Was that an instant realization or was that something that you had to be kind of slapped in the face a little bit to get?
Candidly, when my marriage was going through those really tough spots, it was a realization that I came to and that my wife and I talked about, and it was like, “What really matters here?” And I care so much more about Beena than I do Deadline articles.
I love the visuals of this special. I feel like we’re in a golden age visually for stand-up specials right now.
I couldn’t agree more. The level of auteur filmmaking that is happening right now between Jerrod Carmichael, Bo Burnham, shout out to the Lucas Brothers and their amazing film, as well. It’s really inspiring. My personal belief, I think within the next 20 years we’re going to see five to ten standup comedians enter that genre of auteur filmmaking that 30 years ago, only Woody Allen embodied and was a part of that. There is no doubt in my mind that Bo, Jerrod, the Lucas brothers, they’re going to win Oscars, man. There’s no doubt in my mind.
I have had conversations with other comedians, though, older guard maybe, who have described it to me more as something that can sometimes be distracting. I get how that can be the case, but I don’t see that with any of the stuff that you just mentioned or Moses Storm’s special or anything like that, is that ever a concern for you, the idea of making it feel additive as opposed to distracting?

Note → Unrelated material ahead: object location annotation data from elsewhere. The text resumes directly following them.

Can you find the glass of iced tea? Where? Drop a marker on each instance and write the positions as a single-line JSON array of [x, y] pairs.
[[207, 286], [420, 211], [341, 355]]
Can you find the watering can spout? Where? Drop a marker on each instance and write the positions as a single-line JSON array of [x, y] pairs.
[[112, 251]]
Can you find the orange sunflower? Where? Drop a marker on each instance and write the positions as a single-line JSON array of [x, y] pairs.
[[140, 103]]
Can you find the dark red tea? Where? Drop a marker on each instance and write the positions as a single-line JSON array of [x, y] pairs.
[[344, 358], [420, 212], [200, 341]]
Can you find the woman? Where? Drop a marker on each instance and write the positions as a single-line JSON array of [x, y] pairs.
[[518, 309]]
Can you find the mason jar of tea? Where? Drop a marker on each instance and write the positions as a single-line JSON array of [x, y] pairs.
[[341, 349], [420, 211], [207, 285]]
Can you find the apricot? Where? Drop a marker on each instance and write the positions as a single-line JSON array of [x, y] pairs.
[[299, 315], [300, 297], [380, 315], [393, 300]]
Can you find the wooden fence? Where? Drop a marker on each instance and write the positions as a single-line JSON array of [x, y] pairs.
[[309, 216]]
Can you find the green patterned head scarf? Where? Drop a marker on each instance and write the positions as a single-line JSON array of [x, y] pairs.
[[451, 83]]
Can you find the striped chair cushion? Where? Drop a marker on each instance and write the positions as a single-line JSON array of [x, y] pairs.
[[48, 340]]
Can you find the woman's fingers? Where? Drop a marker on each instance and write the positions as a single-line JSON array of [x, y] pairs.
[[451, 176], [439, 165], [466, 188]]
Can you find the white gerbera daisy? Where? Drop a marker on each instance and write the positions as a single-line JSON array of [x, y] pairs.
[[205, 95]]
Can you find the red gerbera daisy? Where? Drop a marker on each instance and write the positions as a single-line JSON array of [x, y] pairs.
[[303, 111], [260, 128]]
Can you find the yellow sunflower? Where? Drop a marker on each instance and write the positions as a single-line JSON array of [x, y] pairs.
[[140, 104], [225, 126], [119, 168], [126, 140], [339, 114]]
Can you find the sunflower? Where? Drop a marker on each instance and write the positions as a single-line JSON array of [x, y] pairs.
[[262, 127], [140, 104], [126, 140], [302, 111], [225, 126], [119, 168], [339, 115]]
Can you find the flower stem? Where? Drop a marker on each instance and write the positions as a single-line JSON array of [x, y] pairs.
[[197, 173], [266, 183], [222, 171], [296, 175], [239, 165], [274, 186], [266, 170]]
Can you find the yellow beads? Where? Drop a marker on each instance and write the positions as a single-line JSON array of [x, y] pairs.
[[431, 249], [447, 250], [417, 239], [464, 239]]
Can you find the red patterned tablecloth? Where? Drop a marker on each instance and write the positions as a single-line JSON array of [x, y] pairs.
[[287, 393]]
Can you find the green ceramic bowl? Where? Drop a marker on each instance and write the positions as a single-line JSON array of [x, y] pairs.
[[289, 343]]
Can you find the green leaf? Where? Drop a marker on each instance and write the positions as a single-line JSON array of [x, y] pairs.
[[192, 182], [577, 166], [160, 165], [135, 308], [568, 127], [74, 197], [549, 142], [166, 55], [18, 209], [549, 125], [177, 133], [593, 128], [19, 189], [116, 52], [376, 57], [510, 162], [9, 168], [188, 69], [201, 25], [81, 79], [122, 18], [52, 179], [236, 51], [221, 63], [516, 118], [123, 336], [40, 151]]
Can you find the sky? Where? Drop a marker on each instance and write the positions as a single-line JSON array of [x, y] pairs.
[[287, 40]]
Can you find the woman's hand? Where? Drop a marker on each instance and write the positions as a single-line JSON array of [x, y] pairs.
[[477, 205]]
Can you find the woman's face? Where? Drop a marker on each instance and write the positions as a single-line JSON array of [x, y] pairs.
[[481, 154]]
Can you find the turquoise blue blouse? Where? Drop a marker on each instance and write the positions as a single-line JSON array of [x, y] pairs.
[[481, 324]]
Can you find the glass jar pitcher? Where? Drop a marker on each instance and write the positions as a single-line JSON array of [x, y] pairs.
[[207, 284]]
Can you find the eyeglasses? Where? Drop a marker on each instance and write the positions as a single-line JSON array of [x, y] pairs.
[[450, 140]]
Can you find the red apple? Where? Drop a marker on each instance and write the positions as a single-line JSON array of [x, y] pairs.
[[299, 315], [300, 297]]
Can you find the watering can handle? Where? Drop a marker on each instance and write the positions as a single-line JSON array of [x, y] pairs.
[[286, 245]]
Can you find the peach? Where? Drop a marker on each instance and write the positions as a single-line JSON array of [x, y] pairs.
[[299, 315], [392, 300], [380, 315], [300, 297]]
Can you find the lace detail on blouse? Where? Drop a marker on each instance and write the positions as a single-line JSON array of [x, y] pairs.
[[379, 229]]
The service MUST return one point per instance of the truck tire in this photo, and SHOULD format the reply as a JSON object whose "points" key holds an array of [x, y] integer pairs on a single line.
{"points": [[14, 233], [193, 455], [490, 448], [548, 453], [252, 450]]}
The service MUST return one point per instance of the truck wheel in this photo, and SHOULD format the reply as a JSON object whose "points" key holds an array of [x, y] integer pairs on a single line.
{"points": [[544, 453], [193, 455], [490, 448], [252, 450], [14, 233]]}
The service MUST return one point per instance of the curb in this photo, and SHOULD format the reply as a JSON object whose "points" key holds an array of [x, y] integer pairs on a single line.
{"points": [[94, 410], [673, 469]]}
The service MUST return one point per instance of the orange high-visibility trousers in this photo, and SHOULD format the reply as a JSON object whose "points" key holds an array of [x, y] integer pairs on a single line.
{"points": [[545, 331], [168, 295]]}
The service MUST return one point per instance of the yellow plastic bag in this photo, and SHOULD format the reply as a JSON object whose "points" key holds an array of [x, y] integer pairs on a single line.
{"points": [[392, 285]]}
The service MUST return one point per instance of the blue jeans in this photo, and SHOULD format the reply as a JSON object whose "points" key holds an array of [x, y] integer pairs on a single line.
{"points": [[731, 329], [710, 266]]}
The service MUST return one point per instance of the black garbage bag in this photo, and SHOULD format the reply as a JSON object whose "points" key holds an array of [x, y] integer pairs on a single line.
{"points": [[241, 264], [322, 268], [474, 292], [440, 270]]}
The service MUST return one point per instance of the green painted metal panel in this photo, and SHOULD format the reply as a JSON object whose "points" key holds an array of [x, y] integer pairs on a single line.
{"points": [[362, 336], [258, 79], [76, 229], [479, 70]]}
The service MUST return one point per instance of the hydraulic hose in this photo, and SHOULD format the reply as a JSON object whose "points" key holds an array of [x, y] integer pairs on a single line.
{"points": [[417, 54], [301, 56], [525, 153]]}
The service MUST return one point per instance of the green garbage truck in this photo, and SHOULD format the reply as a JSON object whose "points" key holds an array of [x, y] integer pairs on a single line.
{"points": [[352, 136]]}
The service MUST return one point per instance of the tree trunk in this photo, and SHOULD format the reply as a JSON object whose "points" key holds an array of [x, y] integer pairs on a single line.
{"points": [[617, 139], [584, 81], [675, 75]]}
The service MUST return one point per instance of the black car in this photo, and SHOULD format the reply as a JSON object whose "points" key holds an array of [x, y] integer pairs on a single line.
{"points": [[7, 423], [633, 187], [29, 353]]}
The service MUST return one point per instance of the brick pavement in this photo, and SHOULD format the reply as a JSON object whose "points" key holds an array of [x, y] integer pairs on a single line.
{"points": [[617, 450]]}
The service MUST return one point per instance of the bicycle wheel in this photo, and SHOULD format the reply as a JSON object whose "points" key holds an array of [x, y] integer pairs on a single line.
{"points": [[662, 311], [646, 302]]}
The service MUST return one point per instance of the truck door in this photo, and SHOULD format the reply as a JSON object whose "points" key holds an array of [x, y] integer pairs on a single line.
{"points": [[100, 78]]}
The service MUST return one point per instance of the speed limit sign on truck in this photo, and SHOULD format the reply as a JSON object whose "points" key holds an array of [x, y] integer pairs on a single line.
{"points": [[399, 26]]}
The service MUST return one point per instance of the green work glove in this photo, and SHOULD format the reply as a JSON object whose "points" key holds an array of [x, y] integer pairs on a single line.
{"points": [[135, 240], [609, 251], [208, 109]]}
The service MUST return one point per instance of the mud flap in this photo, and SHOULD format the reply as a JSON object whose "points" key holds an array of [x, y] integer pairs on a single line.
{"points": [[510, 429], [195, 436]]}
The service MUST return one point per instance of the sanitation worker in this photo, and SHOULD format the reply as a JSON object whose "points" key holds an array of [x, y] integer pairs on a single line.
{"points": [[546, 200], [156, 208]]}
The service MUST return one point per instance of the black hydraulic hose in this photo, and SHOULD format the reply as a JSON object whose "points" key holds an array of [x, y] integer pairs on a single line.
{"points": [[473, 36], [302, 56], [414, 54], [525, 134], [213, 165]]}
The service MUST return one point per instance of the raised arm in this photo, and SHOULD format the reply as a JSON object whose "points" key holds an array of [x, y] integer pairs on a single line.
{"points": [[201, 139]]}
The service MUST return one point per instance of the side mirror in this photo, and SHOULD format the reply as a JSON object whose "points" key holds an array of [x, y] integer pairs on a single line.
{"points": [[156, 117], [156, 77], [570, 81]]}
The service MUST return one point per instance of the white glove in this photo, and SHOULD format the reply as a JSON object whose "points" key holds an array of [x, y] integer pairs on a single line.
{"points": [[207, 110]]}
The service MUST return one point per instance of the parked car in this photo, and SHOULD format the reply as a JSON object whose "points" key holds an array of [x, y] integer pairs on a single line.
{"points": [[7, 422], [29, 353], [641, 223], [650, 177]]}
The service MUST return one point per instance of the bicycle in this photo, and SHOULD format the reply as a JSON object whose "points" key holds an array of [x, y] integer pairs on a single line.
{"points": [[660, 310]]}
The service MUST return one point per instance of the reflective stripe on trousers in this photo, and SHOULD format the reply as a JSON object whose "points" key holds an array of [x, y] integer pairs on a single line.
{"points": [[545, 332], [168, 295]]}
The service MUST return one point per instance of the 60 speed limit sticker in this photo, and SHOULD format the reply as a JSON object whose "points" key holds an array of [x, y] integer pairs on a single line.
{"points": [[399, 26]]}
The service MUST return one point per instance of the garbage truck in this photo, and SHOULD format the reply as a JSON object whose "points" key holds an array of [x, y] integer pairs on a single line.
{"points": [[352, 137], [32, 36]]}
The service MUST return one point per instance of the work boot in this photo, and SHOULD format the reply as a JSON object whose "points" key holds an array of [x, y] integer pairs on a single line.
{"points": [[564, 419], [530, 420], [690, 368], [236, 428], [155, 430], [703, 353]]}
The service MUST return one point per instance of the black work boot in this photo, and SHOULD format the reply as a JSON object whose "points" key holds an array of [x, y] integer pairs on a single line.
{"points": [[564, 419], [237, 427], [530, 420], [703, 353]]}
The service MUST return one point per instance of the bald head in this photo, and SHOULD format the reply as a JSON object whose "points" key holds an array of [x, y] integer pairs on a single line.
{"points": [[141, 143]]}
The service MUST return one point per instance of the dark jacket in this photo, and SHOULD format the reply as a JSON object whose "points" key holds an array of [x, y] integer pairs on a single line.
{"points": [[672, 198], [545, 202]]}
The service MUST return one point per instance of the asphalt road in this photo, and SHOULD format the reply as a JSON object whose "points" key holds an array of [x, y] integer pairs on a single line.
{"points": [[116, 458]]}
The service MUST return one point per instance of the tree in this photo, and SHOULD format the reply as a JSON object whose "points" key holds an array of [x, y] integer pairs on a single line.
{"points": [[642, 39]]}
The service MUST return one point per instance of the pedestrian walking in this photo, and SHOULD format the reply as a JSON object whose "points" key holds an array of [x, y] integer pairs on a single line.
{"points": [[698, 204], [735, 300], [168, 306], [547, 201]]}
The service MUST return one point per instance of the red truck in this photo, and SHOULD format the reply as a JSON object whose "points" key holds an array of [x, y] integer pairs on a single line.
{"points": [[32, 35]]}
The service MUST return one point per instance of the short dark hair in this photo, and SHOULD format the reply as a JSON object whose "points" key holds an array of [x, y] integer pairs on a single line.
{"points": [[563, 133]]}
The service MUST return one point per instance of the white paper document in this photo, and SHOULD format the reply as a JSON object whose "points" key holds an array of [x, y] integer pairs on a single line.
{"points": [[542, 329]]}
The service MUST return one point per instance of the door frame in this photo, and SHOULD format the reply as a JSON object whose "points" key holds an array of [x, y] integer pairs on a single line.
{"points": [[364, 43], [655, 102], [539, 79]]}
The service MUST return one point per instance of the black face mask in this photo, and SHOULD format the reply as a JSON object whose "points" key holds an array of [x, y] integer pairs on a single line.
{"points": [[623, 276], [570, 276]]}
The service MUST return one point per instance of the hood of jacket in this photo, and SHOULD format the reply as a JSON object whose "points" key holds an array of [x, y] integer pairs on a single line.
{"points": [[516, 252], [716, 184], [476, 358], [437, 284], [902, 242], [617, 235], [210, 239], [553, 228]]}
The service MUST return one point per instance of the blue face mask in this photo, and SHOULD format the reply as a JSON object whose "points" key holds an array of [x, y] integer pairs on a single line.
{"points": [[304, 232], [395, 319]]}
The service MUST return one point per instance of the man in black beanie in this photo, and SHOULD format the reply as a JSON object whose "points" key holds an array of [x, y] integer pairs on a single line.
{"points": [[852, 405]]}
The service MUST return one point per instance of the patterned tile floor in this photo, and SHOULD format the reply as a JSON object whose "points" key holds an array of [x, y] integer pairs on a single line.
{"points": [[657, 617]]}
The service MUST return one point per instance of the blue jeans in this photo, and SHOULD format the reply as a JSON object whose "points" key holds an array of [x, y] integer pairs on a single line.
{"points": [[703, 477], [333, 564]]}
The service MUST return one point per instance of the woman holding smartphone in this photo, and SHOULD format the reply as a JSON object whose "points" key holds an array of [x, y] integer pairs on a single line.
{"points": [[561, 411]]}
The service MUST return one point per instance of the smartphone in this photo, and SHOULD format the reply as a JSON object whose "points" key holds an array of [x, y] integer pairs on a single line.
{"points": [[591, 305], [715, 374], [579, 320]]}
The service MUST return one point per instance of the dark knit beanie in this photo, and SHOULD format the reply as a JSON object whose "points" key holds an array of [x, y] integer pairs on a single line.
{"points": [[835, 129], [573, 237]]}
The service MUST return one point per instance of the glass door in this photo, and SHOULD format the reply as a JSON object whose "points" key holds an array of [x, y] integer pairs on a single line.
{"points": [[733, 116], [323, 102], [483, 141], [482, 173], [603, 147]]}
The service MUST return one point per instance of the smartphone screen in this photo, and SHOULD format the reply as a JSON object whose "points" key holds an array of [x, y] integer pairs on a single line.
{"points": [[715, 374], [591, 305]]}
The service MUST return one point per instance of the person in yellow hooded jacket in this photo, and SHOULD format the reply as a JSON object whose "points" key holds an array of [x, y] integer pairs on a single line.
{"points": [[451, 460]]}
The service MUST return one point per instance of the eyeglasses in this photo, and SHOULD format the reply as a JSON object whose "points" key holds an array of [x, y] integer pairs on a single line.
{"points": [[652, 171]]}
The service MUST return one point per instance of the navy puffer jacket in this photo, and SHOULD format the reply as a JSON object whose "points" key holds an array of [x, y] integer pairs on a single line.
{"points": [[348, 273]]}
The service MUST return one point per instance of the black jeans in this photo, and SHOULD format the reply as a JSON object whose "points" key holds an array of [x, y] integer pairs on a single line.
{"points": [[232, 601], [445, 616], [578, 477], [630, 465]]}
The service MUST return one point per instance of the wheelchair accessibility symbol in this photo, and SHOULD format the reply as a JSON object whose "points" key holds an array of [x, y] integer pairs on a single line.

I actually think that’s a fair criticism. I think it starts with the idea and the PDF. Prashanth and I will talk about this all the time, start with the PDF and build from there. And so, one of the things that we started with when we just had the show on its feet, and I was doing it in black box theaters, the emotional threads that we were pulling, there were more emotional threads than visual cues or threads. For me, I wanted to use color as an emotional tool. What does fertility look like? What does clout look like? What does fear look like? All of those things. And you can see that in the special. So, I couldn’t agree more. I think you start with the idea itself and build from there. I think it’s distracting if you go, “Hey, I just want a crazy set. I want to use antique lenses. I want to shoot this on film.” But it’s not servicing the PDF. So for me, it’s always the power of the PDF, start there and then you can build from there. And I think the great shows and the great specials do that.
And I put this up in that echelon, this and Rothaniel really are my two favorite specials from this year.
Wow. Thank you, man. Dude, that’s an honor, man. Because Jerrod is operating at a level that I aspire to, man.
Yeah, like you were saying, he’s obviously being true to himself. He’s always been such a really interesting voice. It’s so great to see him be able to just get a chance to really just spread his wings.
You know what’s always humbling and terrifying? And I’m sure you’ve noticed this working in media. One of the lines they always use is, “Do we need this movie now or do we need this special now?” And one of the things you feel as an artist, author, creator, is what that’s implicitly saying is, “Do they need me now? Am I not cool? Am I not the cool kid anymore?” You feel like Woody in Toy Story, “Is Andy going to get rid of me?” But I can’t make art for the meta-narrative. You know what I’m saying? I have to do what feels honest. If that lines up to what, quote-on-quote, we need, great. If it doesn’t, at least I can go to sleep at night being like, “Hey man, I really did try. And I’m being, again, honest.” I just turned 37 and I’m now measuring success by… it’s actually a hedge against regret rather than what I can transactionally get out of an experience.